Download or read book Artificial Neural Networks and Machine Learning ICANN 2021 written by Igor Farkaš and published by Springer Nature. This book was released on 2021-09-10 with total page 703 pages. Available in PDF, EPUB and Kindle. Book excerpt: The proceedings set LNCS 12891, LNCS 12892, LNCS 12893, LNCS 12894 and LNCS 12895 constitute the proceedings of the 30th International Conference on Artificial Neural Networks, ICANN 2021, held in Bratislava, Slovakia, in September 2021.* The total of 265 full papers presented in these proceedings was carefully reviewed and selected from 496 submissions, and organized in 5 volumes. In this volume, the papers focus on topics such as model compression, multi-task and multi-label learning, neural network theory, normalization and regularization methods, person re-identification, recurrent neural networks, and reinforcement learning. *The conference was held online 2021 due to the COVID-19 pandemic.
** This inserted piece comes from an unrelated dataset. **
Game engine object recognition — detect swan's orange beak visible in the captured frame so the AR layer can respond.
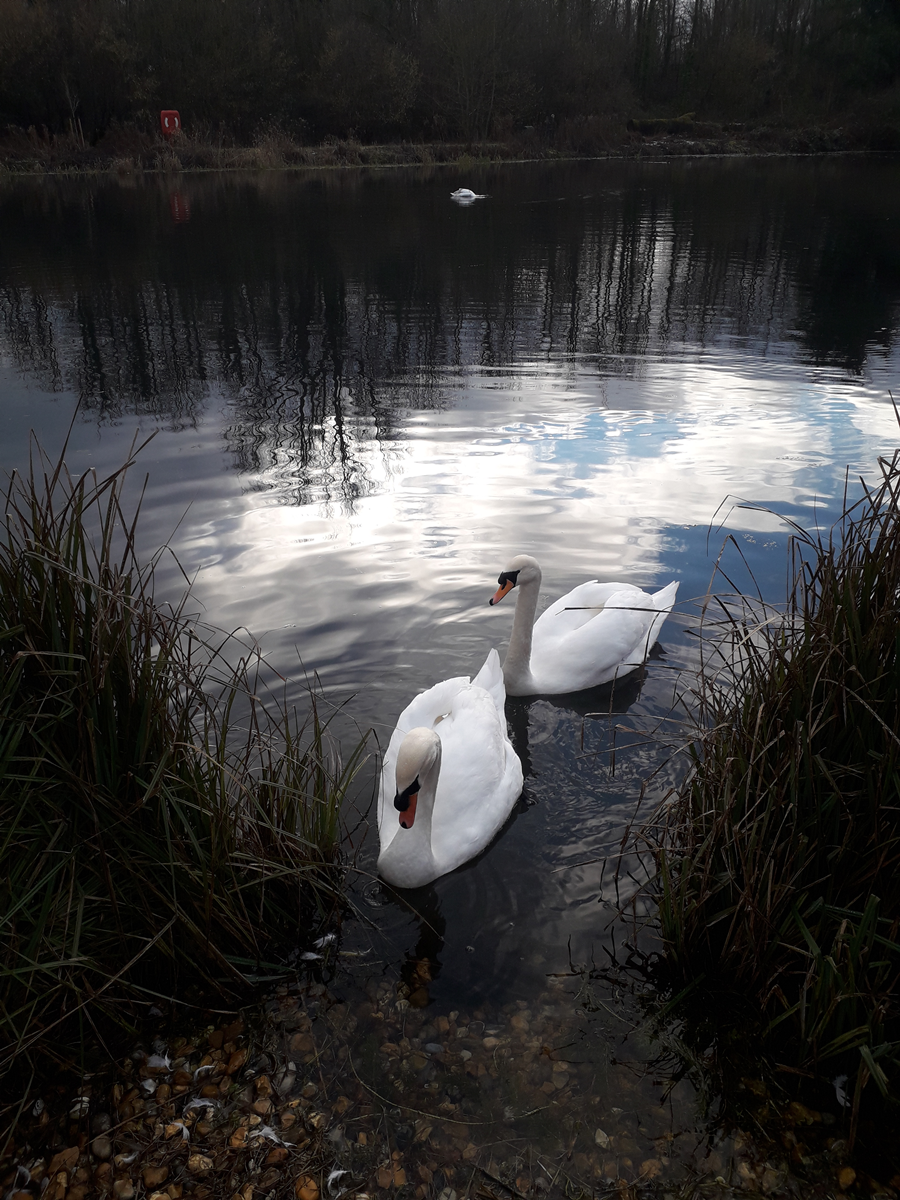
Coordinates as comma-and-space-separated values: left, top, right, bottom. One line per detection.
400, 792, 419, 829
487, 580, 516, 604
Download or read book Neural Information Processing written by Tom Gedeon and published by Springer Nature. This book was released on 2019-12-05 with total page 802 pages. Available in PDF, EPUB and Kindle. Book excerpt: The two-volume set CCIS 1142 and 1143 constitutes thoroughly refereed contributions presented at the 26th International Conference on Neural Information Processing, ICONIP 2019, held in Sydney, Australia, in December 2019. For ICONIP 2019 a total of 345 papers was carefully reviewed and selected for publication out of 645 submissions. The 168 papers included in this volume set were organized in topical sections as follows: adversarial networks and learning; convolutional neural networks; deep neural networks; embeddings and feature fusion; human centred computing; human centred computing and medicine; human centred computing for emotion; hybrid models; image processing by neural techniques; learning from incomplete data; model compression and optimization; neural network applications; neural network models; semantic and graph based approaches; social network computing; spiking neuron and related models; text computing using neural techniques; time-series and related models; and unsupervised neural models.